Senior U.S. Intelligence Officials Admit They Have No Concrete Evidence of Russian Involvement in the Downing of MH17
July 23, 2014 • 9:37PM

Unnamed "senior U.S. intelligence officials" trotted out yesterday by the Obama administration to brief the press on purported newly declassified evidence of Russia's role in the downing of flight MH17, did nothing of the sort.

"We don't know a name, we don't know a rank, and we're not even 100% sure of a nationality [of those responsible]. There is not going to be a Perry Mason moment here," one of the officials stated, according to a widely circulated AP newswire. AP's characterization was that the officials "offered no evidence of direct Russian government involvement," and that they were "cautious in their assessment," adding that "the officials said they did not know who fired the missile or whether any Russian operatives were present at the missile launch. They were not certain that the missile crew was trained in Russia."

Part of the "evidence" cited by the officials are social media postings of a video which purports to show a missile launcher crossing the Russian border after the launch, apparently with one missile missing. But, AP noted drily, "under questioning, the officials acknowledged they had not yet verified that the video was exactly what it purported to be." The best the intelligence officials could offer was their view that Russia was responsible for "creating the conditions" for the incident.
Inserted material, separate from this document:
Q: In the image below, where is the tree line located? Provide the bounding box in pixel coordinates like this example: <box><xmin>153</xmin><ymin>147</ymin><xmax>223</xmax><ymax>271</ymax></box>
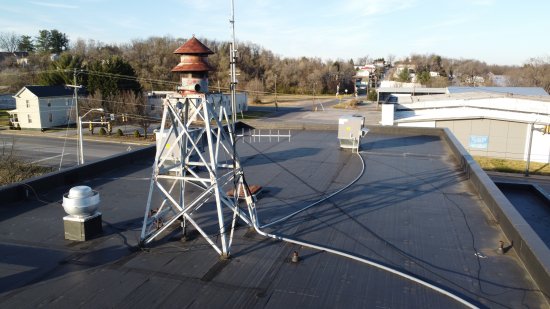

Russia Today covered the story, noting that "The Tuesday briefing seemed to be a sharp departure from comments made by U.S. President Barack Obama a day prior," in which he pretty much blamed Russia for the downing of the plane.

There are numerous indications of strong disagreement with the Obama administration's handling of the Ukraine-Russia situation, coming from U.S. military and intelligence circles. Former top Defense Intelligence Agency official Pat Lang's blog site continues to voice strident opposition to the Obama policy. And today a retired military officer with access to the thinking at the Joint Chiefs of Staff, reported to this news service that there was "intense distrust" over what the White House was doing.